本日の東京新聞朝刊に、ロシアが、北大西洋条約機構(NATO)加盟国であるトルコへの最新鋭対空ミサイルシステム(S400)の輸出交渉を進めるなど、武器輸出先の拡大を図っているとの記事が掲載されていた。今月22日、モスクワ郊外で中国や北朝鮮、アフリカ諸国など15カ国の軍事関係者を前にロシアの兵器のデモンストレーションが行われたとのこと。

ロシアは米国に次ぐ世界第2位の武器輸出国であり、中国やインド、フィリピン、トルコなど、米国との関係が悪化している国に売り込みをかけている。
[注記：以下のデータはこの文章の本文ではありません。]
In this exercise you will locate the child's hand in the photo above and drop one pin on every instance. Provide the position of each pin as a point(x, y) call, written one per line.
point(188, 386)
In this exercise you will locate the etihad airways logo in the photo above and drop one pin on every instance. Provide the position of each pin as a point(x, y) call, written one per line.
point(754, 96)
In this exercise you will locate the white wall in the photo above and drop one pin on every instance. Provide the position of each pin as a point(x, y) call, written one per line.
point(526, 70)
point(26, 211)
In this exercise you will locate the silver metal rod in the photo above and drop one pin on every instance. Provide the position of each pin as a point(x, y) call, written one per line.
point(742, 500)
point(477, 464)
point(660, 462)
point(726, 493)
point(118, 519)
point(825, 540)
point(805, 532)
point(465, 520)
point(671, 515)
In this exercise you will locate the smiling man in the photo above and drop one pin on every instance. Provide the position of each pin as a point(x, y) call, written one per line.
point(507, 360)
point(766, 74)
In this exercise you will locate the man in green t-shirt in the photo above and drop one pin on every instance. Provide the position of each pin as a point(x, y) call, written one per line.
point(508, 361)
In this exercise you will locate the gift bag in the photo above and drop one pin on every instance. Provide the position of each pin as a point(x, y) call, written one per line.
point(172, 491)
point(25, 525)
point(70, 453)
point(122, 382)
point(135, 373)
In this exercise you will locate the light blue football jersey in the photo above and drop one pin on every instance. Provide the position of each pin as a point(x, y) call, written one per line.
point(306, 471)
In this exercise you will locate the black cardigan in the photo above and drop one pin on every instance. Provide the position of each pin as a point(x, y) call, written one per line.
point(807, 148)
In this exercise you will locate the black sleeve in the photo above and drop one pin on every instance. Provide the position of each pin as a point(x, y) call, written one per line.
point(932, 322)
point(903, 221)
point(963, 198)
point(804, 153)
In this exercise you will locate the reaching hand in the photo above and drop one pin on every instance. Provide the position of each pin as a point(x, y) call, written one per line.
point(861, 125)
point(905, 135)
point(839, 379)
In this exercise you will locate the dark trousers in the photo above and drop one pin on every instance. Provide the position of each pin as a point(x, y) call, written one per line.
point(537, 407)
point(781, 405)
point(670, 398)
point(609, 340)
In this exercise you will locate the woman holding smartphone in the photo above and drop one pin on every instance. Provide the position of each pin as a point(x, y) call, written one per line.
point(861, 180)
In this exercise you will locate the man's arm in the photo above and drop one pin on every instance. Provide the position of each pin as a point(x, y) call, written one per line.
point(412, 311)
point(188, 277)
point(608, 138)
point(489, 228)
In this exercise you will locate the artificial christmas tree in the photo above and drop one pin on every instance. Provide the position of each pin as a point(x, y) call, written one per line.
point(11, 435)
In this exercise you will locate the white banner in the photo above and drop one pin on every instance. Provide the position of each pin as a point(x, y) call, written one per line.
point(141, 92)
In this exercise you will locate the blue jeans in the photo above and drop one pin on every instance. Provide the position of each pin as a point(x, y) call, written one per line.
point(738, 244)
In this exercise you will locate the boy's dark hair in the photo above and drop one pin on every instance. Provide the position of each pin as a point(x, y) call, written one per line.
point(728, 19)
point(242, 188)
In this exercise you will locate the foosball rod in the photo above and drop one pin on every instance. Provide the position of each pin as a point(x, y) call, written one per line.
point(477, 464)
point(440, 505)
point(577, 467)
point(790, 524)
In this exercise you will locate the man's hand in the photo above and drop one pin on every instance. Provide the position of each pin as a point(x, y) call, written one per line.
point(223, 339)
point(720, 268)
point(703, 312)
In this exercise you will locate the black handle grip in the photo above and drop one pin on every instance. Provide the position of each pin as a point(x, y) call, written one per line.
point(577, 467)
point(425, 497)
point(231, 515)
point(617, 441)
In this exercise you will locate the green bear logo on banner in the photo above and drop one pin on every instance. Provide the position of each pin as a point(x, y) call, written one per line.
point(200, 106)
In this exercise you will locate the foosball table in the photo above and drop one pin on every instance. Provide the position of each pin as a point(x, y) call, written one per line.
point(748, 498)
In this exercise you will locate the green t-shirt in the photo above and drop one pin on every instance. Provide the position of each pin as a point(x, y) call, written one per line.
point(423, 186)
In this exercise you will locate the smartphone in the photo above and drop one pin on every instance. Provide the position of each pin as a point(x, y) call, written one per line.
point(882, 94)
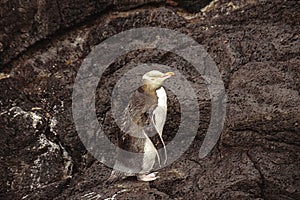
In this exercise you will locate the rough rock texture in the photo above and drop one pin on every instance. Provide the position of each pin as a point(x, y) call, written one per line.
point(255, 45)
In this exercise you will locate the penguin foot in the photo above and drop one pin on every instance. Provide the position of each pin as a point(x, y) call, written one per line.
point(148, 177)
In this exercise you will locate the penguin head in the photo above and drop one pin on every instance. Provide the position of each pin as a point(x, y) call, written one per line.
point(154, 79)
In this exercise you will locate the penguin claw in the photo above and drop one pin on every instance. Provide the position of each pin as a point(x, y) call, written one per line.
point(148, 177)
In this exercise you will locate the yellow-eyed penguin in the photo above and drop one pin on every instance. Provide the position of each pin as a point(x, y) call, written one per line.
point(144, 116)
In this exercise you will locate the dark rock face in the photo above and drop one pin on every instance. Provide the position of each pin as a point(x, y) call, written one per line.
point(255, 45)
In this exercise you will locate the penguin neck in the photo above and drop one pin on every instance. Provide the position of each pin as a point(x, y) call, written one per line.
point(149, 90)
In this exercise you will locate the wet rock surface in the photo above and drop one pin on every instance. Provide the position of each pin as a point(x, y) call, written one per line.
point(255, 45)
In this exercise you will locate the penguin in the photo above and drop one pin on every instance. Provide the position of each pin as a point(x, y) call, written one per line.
point(144, 116)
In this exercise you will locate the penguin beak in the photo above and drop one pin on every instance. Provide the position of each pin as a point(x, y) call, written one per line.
point(168, 74)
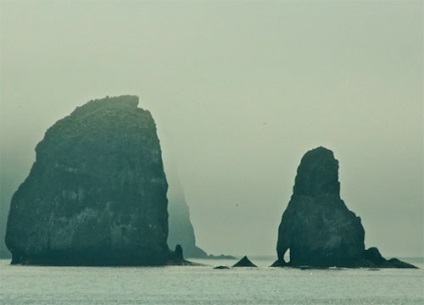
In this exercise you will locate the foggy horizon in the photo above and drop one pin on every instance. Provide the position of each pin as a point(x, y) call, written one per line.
point(239, 93)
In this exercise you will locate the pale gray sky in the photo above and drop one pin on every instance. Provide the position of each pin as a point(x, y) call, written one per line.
point(240, 90)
特にトルコのエルドアン大統領やフィリピンのドゥテルテ大統領、エジプトのシシ大統領などは、ロシアとの前向きな関係強化を図っている。

日本も「防衛装備移転三原則」で、「(1)紛争当事国などに該当しない(2)我が国の安全保障に資すると判断できる(3)目的外使用や第三国移転をしないと相手国が約束した場合」に限って、武器を輸出したり、国際共同開発に参加したりすることが可能となり、既に弾道ミサイル防衛システムに使用されるミサイル追跡センサーなどを米国に販売している。

市場が拡大し競争が激化すれば、「防衛装備移転三原則」は容易に形骸化し、民間ベースで殺傷能力のある兵器が大量に、そして安価に世界中に流通することは間違いない。ネットで検索したところ、三菱、川崎、日立、東芝などがマレーシアやフィリピン、インドやオーストラリアなど、中国周辺の国を中心に武器輸出を始めている。冷戦時代ならいざ知らず、国同士の関係がグローバルに変化している中で、「防衛装備移転三原則」にある「日本の安全保障に資すると判断される」との文言がいかなる有用性を持ちうるのであろうか。